Real-World Data Mining
Build a real-world data mining app that enables you to examine historical customer data and make predictions about new customers by comparing the two.
Technology Toolbox: SQL Server, SQL Server Business Intelligence Development Studio, Microsoft SQL Server Management Studio 2005
Data mining and visualization is one of the most significant aspects of SQL Server 2005 -- and among the least well understood. Its goals are easy enough to understand: You want to achieve better business efficiency by seeing your data in new ways. But implementing the technology to take advantage of these features often leaves developers at a loss, as much for conceptual reasons as technical ones. In a recent article, I explained some of the core concepts of data mining, what it's for, how you take advantage of it, and how to implement it in your own applications [Database Design, "Mine Your Data for Business Insights," VSM January 2007]. That article walked you through the general approach of setting up and exploiting data visualization models with Microsoft Analysis Services 2005.
While useful and broadly applicable to many different circumstances, that approach generated several questions from readers who wanted to know how to take a specific, real-world project and apply the principles of data mining and visualization to it. Your wish is my command.
Let's analyze a business scenario. Assume you have a retailer that wants to increase its operations and needs to analyze the historical data of its customers' shopping behavior to enable better service. For example, the retailer might want to determine the preferred shipping methods for a given set of conditions, and see if it can glean insights into serving the bulk of its customers better. Specifically, the retailer might look at its customer buying patterns in the context of which cities its customers live in, as well as the customer's title. By analyzing this data, the retailer hopes to determine better ways of interacting with all its customers, as well as to discover and recommend what are likely the most efficient ways to handle distributing its products and services to its customers.
This business problem centers on clustering data mining tasks (also known as segmentation). The idea is to create natural groupings of cases based on a set of attributes in order to group entities with more or less similar attributes. (see Figure 1). The algorithm that you'll use to solve this task is called Microsoft Clustering.
Before I walk you through the specific steps required to create the server and client applications, let's take a couple minutes to go over the recent history of data mining and where and how it is used. This context is important for getting the most out of the solution I'll describe in this article.
Data mining requires three basic steps (see Figure 2). The first step is to define a mining model, such as input attributes, predictable attributes, and the associated algorithms. The next step is to train (process) the models and store the discovered patterns. Finally, you need to be able to analyze data for future predictions and assigning prediction results to new data.
Real-World Requirements for DM
OLE DB for Data Mining (OLE DB for DM) specifies a common interface for accessing DM engines and is supported by several vendors. Its goals are to provide an industry standard for data mining and comprises of a set of specifications, several predictive functions, and a set of schema rowsets (metadata) for discovering mining models and their underlying structures. This technology relies on the Data Mining eXtension (DMX) query language which you can use for model creation, training, and prediction.
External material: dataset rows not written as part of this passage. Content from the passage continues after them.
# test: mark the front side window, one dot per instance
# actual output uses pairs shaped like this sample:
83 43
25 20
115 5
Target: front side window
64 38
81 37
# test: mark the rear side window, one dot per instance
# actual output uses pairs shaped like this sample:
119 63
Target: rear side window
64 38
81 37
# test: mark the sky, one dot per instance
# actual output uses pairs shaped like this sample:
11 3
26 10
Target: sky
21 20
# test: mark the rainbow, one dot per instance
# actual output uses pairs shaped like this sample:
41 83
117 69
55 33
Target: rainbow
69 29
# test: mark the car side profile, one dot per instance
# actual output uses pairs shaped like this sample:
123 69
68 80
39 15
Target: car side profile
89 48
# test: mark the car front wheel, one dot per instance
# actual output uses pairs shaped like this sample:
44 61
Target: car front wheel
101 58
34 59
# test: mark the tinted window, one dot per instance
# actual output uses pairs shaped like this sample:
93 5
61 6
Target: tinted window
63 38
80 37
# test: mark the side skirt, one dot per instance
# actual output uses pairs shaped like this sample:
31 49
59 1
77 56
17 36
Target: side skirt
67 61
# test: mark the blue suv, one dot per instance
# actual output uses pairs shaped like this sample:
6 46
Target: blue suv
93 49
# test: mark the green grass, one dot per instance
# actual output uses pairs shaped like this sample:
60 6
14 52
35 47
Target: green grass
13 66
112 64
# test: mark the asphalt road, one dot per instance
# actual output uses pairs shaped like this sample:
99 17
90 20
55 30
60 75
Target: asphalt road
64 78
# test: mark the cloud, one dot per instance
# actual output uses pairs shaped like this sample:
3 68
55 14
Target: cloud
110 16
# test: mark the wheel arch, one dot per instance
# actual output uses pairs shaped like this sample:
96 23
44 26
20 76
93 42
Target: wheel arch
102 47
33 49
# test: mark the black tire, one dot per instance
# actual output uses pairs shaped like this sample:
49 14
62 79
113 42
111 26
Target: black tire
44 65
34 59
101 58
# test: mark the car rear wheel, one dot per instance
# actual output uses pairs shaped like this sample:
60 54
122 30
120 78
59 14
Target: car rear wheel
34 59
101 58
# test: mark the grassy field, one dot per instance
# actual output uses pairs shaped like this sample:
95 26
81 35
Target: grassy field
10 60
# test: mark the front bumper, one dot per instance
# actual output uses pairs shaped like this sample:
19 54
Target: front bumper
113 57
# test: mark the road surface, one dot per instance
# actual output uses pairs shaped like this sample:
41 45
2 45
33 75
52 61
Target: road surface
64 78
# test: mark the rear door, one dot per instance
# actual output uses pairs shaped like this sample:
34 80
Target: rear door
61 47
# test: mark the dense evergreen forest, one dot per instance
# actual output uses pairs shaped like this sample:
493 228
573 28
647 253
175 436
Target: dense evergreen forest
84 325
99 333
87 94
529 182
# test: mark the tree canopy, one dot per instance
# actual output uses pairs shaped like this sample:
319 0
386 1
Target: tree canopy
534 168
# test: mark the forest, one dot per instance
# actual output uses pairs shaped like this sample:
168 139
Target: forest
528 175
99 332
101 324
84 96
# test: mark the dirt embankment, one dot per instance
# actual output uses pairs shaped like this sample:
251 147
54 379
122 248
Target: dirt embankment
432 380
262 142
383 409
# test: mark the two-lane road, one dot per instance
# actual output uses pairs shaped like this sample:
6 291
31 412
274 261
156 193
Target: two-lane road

To use OLE DB for DM, you create a connection object to access the mining engines, define and execute a prediction query using a command object, and get the model results represented by a result set. Several data mining vendors have developed their own OLE DB for DM providers; you can access these products through OLE DB, ADO, and ADO.NET.
Another key data mining technology -- XML for Analysis (XMLA) -- provides a way for DM engines to expose their functionality, mining models, and metadata through XML messages and standards-based Web protocols such as SOAP and HTTP. XMLA includes two types of requests: Discovery and Execute. You use a Discovery request to get metadata from the server. This information might include the available DM algorithms, available mining models, as well as parameters and metadata. You use the second kind of request, Execute, to send command messages to the server. Command messages include (but aren't limited to) creation, training, and query of a model.
XMLA also relies on the Data Mining eXtension (DMX) query language. XMLA also leverages OLE DB design concepts, which enables developers to protect their existing technologies and tools because XMLA is flexible, allows universal data access, and eliminates the need to deploy client technologies such as COM or Microsoft.NET framework interfaces. XMLA is also the native protocol for Microsoft SQL Server 2005 Analysis Services (SSAS) when communicating between the client applications and instances of Analysis Services.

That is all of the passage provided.